Sekretaris Daerah Provinsi Maluku Utara Samsuddin A. Kadir, mewakili Gubernur Sherly Tjoanda Laos, menyampaikan hal tersebut dalam rapat bersama Komisi XII DPR RI, Badan Pengatur Hilir Minyak dan Gas Bumi (BPH Migas), serta PT Pertamina Patra Niaga di Ternate, Kamis (23/4).

Ia mengatakan ketersediaan energi sangat penting untuk mendukung aktivitas ekonomi masyarakat, terutama nelayan, petani, dan pelaku usaha mikro, kecil, dan menengah (UMKM).

"Ibu Gubernur berpesan agar masyarakat kecil tidak terbebani. Kenaikan harga energi akan berdampak pada harga pangan dan sangat mempengaruhi masyarakat," ujarnya.

Samsuddin juga menyoroti perubahan jalur distribusi LPG dari Surabaya ke Ambon (Wayame) yang sempat menimbulkan kekhawatiran kenaikan harga di pasar.

Untuk menekan inflasi daerah, Pemprov Maluku Utara telah mengusulkan kuota Jenis BBM Tertentu (JBT) dan Jenis BBM Khusus Penugasan (JBKP) sebesar 316.631 kiloliter untuk seluruh kabupaten/kota.

Selain itu, pemerintah daerah mendorong percepatan pembangunan Stasiun Pengisian Bahan Bakar Nelayan (SPBN) di wilayah kepulauan guna memudahkan akses nelayan terhadap BBM.
Menanggapi hal tersebut, Ketua Komisi XII DPR RI Syarif Fasha menyatakan dukungan terhadap usulan pembangunan SPBN di daerah.

"Selama SPBN belum tersedia, nelayan tetap dapat membeli BBM di SPBU dengan surat rekomendasi dari dinas terkait," katanya.

Kepala BPH Migas Wahyudi Anas mengatakan pengawasan distribusi BBM di Maluku Utara akan diperketat untuk mencegah penyimpangan.
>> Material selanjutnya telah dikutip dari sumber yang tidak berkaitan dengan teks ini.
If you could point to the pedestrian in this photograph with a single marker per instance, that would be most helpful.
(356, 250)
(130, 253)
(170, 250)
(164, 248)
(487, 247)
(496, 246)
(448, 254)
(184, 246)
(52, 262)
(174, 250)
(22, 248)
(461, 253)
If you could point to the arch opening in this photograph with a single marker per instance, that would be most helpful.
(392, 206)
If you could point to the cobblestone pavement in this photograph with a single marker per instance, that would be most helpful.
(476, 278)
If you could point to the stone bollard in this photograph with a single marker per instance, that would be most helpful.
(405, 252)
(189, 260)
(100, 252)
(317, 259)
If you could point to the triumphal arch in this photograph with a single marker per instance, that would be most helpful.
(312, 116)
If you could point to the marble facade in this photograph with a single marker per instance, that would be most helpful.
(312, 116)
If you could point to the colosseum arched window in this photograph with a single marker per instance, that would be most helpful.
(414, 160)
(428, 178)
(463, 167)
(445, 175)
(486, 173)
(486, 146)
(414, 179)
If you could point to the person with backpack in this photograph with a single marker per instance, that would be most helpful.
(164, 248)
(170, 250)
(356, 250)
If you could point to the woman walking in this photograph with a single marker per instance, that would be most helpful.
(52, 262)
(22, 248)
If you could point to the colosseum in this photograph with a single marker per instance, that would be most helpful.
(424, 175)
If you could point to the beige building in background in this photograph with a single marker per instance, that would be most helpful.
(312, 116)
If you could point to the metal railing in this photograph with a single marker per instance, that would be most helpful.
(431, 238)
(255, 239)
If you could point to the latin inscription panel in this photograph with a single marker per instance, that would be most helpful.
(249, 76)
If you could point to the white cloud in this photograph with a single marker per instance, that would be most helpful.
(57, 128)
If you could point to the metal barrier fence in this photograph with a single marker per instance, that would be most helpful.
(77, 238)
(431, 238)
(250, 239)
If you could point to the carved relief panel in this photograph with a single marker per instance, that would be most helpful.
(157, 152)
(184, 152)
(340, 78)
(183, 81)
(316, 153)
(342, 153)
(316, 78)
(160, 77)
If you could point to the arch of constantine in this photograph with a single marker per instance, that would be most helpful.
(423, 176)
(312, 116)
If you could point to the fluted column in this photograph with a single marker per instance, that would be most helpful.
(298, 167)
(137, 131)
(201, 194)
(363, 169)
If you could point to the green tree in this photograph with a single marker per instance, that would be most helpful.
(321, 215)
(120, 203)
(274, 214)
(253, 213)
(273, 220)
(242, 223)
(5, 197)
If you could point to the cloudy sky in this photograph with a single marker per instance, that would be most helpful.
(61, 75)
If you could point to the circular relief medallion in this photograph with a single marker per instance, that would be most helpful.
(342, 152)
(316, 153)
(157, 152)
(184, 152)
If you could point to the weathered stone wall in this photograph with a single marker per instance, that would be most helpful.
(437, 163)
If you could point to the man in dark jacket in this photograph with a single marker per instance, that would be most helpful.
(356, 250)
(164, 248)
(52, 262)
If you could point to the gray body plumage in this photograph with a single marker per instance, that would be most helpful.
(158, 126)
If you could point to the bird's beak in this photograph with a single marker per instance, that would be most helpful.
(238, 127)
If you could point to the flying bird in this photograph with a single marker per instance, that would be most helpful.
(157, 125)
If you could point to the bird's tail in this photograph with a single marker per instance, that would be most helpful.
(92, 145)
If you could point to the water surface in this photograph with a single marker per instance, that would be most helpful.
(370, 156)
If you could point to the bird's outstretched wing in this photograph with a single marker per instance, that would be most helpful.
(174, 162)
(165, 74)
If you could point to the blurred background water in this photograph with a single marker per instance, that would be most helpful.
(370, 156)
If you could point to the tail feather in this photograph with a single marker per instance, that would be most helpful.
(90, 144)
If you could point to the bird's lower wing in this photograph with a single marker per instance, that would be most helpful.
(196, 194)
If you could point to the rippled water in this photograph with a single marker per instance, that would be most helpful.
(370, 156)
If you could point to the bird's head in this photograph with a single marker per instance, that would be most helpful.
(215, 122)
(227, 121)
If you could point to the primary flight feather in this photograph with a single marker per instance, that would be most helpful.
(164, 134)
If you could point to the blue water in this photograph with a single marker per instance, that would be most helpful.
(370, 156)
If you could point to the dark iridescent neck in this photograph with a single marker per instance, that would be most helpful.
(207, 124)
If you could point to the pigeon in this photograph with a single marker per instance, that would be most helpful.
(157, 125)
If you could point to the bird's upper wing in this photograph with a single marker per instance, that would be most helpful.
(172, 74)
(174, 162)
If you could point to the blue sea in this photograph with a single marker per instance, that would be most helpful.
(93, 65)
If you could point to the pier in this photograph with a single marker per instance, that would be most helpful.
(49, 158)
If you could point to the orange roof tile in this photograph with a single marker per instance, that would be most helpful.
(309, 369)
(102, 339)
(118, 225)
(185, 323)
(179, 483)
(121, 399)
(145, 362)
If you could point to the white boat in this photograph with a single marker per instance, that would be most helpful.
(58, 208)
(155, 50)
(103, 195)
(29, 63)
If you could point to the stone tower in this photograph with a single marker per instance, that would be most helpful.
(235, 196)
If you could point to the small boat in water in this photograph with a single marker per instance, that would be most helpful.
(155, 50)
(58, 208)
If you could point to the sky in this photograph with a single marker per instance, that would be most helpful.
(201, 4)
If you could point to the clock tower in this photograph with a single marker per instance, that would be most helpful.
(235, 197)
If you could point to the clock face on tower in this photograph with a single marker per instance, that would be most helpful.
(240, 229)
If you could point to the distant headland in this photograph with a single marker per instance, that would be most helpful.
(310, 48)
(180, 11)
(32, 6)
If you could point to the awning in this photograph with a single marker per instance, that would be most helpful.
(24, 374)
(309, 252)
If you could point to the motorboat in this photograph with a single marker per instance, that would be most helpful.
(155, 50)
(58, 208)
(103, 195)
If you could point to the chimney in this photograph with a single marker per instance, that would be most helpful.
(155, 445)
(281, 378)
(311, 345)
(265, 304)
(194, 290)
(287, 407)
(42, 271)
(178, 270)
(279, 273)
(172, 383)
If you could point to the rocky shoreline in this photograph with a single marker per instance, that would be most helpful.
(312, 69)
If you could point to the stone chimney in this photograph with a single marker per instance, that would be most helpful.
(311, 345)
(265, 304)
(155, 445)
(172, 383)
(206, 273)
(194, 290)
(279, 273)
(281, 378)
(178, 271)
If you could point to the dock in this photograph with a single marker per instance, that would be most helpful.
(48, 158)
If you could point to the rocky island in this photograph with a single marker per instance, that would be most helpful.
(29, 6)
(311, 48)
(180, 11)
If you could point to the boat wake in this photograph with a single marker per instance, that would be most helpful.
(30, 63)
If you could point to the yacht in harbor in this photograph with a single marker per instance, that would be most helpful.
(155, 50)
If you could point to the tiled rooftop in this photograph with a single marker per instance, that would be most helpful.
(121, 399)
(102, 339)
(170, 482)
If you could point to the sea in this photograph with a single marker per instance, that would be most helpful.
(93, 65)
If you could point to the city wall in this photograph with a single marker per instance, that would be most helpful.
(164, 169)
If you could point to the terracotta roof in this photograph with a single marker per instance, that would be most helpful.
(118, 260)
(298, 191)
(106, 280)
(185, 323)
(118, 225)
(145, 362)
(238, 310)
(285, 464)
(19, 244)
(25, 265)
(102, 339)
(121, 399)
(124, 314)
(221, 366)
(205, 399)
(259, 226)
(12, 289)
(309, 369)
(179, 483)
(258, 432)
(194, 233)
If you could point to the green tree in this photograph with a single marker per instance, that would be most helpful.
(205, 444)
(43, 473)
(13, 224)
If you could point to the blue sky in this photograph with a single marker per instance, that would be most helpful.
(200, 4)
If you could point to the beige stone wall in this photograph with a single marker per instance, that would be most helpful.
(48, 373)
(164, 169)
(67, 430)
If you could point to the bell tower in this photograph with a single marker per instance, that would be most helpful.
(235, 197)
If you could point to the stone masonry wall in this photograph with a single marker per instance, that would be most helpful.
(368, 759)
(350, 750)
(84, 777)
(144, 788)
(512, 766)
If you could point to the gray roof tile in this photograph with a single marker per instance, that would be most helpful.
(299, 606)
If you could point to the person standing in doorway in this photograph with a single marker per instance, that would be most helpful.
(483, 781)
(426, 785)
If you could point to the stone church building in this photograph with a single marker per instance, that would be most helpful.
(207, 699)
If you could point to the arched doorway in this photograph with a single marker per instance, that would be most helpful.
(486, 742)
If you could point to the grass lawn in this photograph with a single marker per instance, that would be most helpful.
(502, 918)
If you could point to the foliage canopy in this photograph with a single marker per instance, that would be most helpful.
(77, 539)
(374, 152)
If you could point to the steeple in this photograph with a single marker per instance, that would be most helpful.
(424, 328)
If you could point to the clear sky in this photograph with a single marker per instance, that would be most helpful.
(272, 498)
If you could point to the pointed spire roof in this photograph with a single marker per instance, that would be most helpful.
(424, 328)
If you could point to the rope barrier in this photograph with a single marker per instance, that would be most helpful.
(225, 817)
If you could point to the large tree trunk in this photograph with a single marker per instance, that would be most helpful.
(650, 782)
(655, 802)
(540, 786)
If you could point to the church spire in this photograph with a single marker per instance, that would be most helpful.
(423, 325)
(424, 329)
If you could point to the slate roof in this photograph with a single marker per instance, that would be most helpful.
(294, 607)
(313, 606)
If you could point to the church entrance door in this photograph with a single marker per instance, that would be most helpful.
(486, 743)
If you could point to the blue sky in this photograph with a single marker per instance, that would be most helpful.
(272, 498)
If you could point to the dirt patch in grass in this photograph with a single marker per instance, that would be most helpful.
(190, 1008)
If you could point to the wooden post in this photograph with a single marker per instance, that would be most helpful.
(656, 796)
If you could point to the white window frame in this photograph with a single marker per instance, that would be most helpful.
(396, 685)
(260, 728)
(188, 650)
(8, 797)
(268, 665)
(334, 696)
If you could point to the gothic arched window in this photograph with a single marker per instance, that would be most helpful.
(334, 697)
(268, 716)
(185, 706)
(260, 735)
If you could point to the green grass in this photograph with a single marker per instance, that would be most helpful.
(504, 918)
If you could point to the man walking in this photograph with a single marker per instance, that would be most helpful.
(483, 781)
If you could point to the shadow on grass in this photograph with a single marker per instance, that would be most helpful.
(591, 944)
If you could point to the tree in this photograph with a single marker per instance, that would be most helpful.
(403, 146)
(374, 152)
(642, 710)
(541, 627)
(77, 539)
Ia juga menyatakan akan dilakukan penambahan kuota minyak tanah lebih awal guna mengantisipasi kelangkaan.

Sementara itu, Executive General Manager Regional Papua Maluku Pertamina Patra Niaga Awan Rahajo menyebut ketahanan stok energi di Maluku Utara dalam kondisi aman.

"LPG memiliki ketahanan stok lebih dari 60 hari, sementara Pertalite dan Biosolar tersedia dengan suplai kapal yang berkelanjutan ke terminal BBM di Ternate, Tobelo, Labuha, dan Sanana," ujarnya.

Pemerintah juga terus mendorong pemerataan akses energi melalui program SPBU satu harga, termasuk rencana penambahan lima titik baru hingga 2029.

Samsuddin menegaskan pemerintah daerah berkomitmen memastikan seluruh masyarakat Maluku Utara, baik di wilayah perkotaan maupun pulau terluar, mendapatkan akses energi yang terjangkau.

Rapat tersebut juga menyepakati penguatan digitalisasi pengawasan BBM melalui sistem X-Star agar penyaluran subsidi lebih tepat sasaran.